Biologics, also called biopharmaceuticals, are enormous molecules.  If you know anything about proteins you know they can have thousands of atoms in a molecule.  Biologics are often, but not always proteins.  They are often referred to as biotech drugs.  They are produced by living cells.  As therapeutics biologics first appeared in oncology medicine in the 1990s.  Under the categories immunotherapy and monoclonal antibodies, they offer greater specificity and fewer side effects.

A larger share of new oncology drugs are biologic than drugs for other diseases.  Going forward, industry observers anticipate new combinations of existing therapeutic products and new solutions such as cancer vaccines, nucleic-acid therapies, and new antibodies.

New Immunotherapy

In recent years, development of new immunotherapy agents has revolutionized cancer treatment. These drugs induce or potentiate the anti-tumor activity of the immune system.

The immune system identifies tumors and triggers an anti-tumor response. Such response, however, is modulated by stimulatory and inhibitory factors. The new immunomodulating agents are based on inhibition of immune system inhibitors and on enhancement of stimulatory factors. The novelty of this approach stems from the fact that the drug targets the host immune cells and not the tumor itself.  Antibody-drug conjugates are related avenue of research that is yielding promising results.  Following significant therapeutic and commercial successes, a lot of efforts are being put in the development of new ADCs. With milder side effects, ADCs promise to substantially expand the medical oncologist’s toolkit for fighting cancer.

More on immnotherapy.

Notch Inhibitors

It is known that some genes cause or contribute to the initiation and/or growth of cancer, and one are of research is whether blocking the action of those genes can stop or prevent the cancer. The Notch gene was first found in 1917 and now it turns out that the gene is implicated in a signaling system that is part of tumor growth.

Cell membrane surfaces have receptors now referred to as Notch receptors. In scientific literature there are referred to as Notch1 (or more formally Notch homolog 1 translocation-associated receptos), Notch2, Notch3, and Notch4.

A bunch of potential notch inhibitors are being investigated for their effects on cancer proliferation. There is an interest in combining them with hedgehog inhibitors. Cancer stem cells – aka tumor-initiating cells – are an area in which scientists think notch inhibitors might be helpful. There are no notch inhibitor therapies in clinical use at this time.

Consequences of Disrupted Notch Signaling in Bladder Cancer.

Molecular pathways: translational and therapeutic implications of the Notch signaling pathway in cancer.

NOTCH pathway inactivation promotes bladder cancer progression.
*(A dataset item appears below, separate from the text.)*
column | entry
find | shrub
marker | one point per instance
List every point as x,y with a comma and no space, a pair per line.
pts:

NOTCH Decoys That Selectively Block DLL/NOTCH or JAG/NOTCH Disrupt Angiogenesis by Unique Mechanisms to Inhibit Tumor Growth

Changes in the regulation of the Notch signaling pathway are temporally correlated with regenerative failure in the mouse cochlea

Notch inhibitors for pulmonary arterial hypertension – SciBX Science Business Exchange

Notch inhibition reverses kidney failure – Nature

PARP Inhibitors

PARP Inhibitors (PARPi) are a promising group of drugs with a wide potential as sensitizers for chemotherapy and radiotherapy. However, more research is needed in order to demonstrate their complete potential.

A Shortage of Test Patients

There is so much interest from pharmaceutical companies in developing new immunotherapy treatments and personalized therapy that experts worry there aren’t enough cancer patients to fill up the openings in clinical trials needed to test the new therapies.